The module has been split into three sub-modules:
- Parser - responsible only for parsing HTML
- Crawler - visit pages and return the result set
- Database insert - save the result set in database
fmt.Println("Run Database")
db := Connect()
stmt := PrepareSaveQueryStmt(db)
defer stmt.Close()
defer db.Close()
// Visit the first 1-10 pages
for pageSubtitles := range CrawlPages(1, 10) {
fmt.Println("Result", pageSubtitles)
SaveCrawlResult(stmt, pageSubtitles)
}
Query example to get top movies:
SELECT
movie_id as id,
data->'Views' as views,
data->'Name' as name,
data->'Created' as created,
data->'Genres' as geners
FROM
sub.movies
WHERE
(data->>'Views')::numeric > 1000
AND
(data->>'Created')::date > current_date - interval '60' day
ORDER BY views DESC;
Make sure you have installed Go v1.5+ and PostgreSQL 9.5+ (using upsert query).

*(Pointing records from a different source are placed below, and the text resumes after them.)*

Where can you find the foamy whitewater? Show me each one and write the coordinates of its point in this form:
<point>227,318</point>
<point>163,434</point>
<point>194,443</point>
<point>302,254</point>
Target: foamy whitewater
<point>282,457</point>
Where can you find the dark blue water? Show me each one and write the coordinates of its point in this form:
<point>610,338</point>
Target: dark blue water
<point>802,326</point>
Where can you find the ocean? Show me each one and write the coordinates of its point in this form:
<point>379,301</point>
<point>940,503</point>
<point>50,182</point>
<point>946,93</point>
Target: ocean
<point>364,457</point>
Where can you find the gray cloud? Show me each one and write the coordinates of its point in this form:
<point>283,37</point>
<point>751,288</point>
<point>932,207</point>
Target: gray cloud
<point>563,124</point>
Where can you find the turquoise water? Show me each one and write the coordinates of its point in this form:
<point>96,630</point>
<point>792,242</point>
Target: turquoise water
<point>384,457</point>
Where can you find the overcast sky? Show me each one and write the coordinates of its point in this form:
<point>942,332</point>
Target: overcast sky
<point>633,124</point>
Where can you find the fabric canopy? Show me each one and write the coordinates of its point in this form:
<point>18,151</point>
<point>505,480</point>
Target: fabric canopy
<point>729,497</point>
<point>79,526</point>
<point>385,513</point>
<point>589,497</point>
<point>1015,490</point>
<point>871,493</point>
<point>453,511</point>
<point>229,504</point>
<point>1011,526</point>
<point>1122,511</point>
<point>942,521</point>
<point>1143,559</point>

Package dependencies used:
- github.com/PuerkitoBio/goquery - query from HTML
- github.com/lib/pq - PostgreSQL driver
When using the database module, you have to set the PostgreSQL connection string
in env variable DATABASE_URL
.
Make sure you have setup the database before inserting data /db/deploy.sql
MIT